- Written by: Molly Davies
- Original language: English

Premiere
- Date premiered: 2009
- Place premiered: Royal Court Theatre, London

= A Miracle =

2009 play by Molly Davies

A Miracle by Molly Davies was her first professionally staged play and was first staged at the upstairs Jerwood Theatre at Royal Court Theatre in London in 2009 as part of the theatre's Young Writers Festival. It starred Russell Tovey, Kate O'Flynn, Sorcha Cusack and Gerard Horan.

==Overview==
The plot follows the struggle of Amy Aston, a teenage single mother, as she struggles to bond with her unwanted baby daughter Cara in rural Norfolk. Amy works at a chicken factory whilst her grandmother, Val, looks after Cara. The young mother begins a tumultuous relationship with Gary Trudgill, a violent and traumatised soldier on sick leave. Gary's outbursts, in part a response to the treatment he receives from his own father, threaten to harm Cara. The play ends on a positive note, with Cara's survival being the miracle of the play's title.

==Cast==
- Amy Aston: Kate O'Flynn
- Gary Trudgill: Russell Tovey
- Val, Amy's grandmother: Sorcha Cusack
- Rob, Gary's father: Gerard Horan

==Critical reception==
Writing in The Daily Telegraph, Charles Spencer began by saying, "I'm in a tricky position here. There is nothing I can say about Molly Davies's remarkable play A Miracle that is going to make you want to see it. Almost throughout its 75 minute running time (it feels much longer) I was desperate to get out of the theatre myself", before adding, "But this is emphatically a drama that deserves and needs to be seen, not least by those politicians who endlessly bang on about our broken society". Spencer recalled that, "Babies don't tend to survive for long in Royal Court plays (Remember Edward Bond's Saved?) and poor Cara spends much of the time crying, horribly realistically, in her buggy, shredding the nerves of every parent in the audience", but found, "It's worth enduring, though, not only for the power and truth of both writing and performances, but also for the tentative glimmer of hope at the end". Assessing the cast's performances, he judged that "Kate O'Flynn brings an astonishingly raw vulnerability to the stage as Amy [...] Sorcha Cusack plays the grandmother with a robust humanity that warms this punishing play; Russell Tovey has a terrifying touch of the psycho about him as the squaddie, while Gerard Horton as his father shows how man hands on misery to man". Spencer concluded his review by writing, "With a bleakly atmospheric rural design by Patrick Burnier that is so real you can actually smell it and a tense, gutsy production by Lyndsey Turner, this proves a shattering full-length debut by 26-year-old Molly Davies".

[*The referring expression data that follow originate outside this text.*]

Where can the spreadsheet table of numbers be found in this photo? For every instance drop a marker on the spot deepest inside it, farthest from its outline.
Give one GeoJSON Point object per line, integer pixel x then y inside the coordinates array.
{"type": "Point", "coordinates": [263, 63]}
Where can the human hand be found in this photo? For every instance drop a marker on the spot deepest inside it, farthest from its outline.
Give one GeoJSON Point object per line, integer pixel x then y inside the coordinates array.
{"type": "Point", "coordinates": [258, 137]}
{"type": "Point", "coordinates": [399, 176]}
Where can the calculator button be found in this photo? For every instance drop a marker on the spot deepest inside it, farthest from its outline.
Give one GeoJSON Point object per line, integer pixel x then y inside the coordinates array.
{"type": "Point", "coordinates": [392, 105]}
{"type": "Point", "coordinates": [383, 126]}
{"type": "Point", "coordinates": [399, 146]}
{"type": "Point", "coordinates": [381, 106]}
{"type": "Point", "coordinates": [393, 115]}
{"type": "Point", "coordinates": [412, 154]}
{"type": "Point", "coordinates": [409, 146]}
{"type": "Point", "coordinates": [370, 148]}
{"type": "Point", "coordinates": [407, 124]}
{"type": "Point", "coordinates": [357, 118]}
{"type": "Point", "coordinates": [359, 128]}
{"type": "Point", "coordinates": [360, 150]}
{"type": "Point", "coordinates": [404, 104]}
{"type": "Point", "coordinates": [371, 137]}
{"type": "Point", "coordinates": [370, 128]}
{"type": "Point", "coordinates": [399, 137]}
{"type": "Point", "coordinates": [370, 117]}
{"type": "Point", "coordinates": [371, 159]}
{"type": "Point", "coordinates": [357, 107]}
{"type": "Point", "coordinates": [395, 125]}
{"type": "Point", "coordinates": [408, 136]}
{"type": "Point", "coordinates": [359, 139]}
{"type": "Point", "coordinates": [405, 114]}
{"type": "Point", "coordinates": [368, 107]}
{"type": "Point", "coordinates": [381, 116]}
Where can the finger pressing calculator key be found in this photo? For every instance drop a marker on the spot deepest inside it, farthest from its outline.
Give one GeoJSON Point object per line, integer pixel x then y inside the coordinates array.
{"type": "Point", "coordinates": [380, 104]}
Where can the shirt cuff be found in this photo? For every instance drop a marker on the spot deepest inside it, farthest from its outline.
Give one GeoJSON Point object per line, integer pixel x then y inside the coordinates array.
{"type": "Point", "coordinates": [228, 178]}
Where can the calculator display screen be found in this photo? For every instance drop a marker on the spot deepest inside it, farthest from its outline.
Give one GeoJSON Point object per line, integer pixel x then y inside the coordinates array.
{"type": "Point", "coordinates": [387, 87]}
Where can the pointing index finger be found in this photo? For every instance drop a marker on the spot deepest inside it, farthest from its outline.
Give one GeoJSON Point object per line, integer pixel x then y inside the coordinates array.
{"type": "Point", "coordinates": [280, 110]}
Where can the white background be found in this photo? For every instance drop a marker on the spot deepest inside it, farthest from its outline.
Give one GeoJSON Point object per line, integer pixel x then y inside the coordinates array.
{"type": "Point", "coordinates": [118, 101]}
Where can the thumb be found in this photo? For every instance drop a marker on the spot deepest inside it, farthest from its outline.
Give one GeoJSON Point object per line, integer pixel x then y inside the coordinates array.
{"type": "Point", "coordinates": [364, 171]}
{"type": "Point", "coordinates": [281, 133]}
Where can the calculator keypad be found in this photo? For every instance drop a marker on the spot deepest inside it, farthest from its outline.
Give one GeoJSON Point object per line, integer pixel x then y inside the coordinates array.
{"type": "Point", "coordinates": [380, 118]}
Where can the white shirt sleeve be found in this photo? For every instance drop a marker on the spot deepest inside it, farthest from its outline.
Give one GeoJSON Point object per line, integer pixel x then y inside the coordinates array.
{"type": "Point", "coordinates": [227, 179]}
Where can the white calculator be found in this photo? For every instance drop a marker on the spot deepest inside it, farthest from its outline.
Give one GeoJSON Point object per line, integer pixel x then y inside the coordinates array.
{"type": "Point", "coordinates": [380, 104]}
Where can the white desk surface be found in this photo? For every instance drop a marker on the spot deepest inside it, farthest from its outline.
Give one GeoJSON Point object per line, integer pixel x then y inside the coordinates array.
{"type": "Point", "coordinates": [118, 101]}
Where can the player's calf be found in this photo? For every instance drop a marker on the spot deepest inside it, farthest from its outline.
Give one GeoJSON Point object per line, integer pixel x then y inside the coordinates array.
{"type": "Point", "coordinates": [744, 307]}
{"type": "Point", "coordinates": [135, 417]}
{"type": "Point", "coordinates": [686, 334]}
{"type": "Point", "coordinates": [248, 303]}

Reviewing the play for The Guardian, Michael Billington gave it 3 stars out of five, saying that "while Molly Davies's writing shows real flair in its bony, Bond-like spareness and unnerving hints of violence, her play remains trapped inside the fashionable 70-minute format". He found that "Davies's strength is her feel for character and place" but also that "the characters lapse into self pity [....]". Billington judged that "[...] her dialogue has that wry, laconic quality you often find in East Anglian plays" adding that "Davies also vividly captures Amy's muddled feelings about motherhood: her resentment of an unwanted child combined with irrepressible familial instinct". He concluded his review by noting, "Even if this is only the sketch for the richer play Davies will one day write, she is well served by Lyndsey Turner's Theatre Upstairs production. Kate O'Flynn's Amy is a model of gawky despair while Russell Tovey's Gary has an edge of violence that, with memories of Bond's Saved in mind, makes you fear for the baby's survival. Sorcha Cusack as the commonsensical gran and Gerard Horan as an embittered victim of rural blight fill out a play that provides plenty of evidence of youthful talent but that also leaves you wanting more. Perhaps one day Davies might take the plunge and write a two act play".

In the Evening Standard, Nicholas de Jongh began his 4-star review by saying, "It may be set in a Norfolk village last year but Molly Davies's highly promising, first full-length play reminds me irresistibly of Edward Bond's 44-year-old Saved without the violence. In 28 scenes and 80 minutes Miss Davies offers a rural complement to Bond's landscape-vision of down-and-out south Londoners. She shows a flair for creating believable characters, who speak in a terse, unembroidered Norfolk dialect that left me wishing for surtitles". He praised both "Kate O'Flynn's beautiful rendering of passivity, selfishness and vulnerability" and the "fine, lumbering incoherence" of Russell Tovey's portrayal of Gary. De Jongh also noted the "alienated aggression" brought to the part of Gary's father by Gerard Horan, adding "Sorcha Cusack's believable Gran offers the only ray of cheerfulness". He judged that "Lyndsey Turner's in-the-round production on a stage needlessly carpeted with turf offers annoyingly impeded views, though scenes flow with seamless ease" but concluded his review by saying simply "Compelling".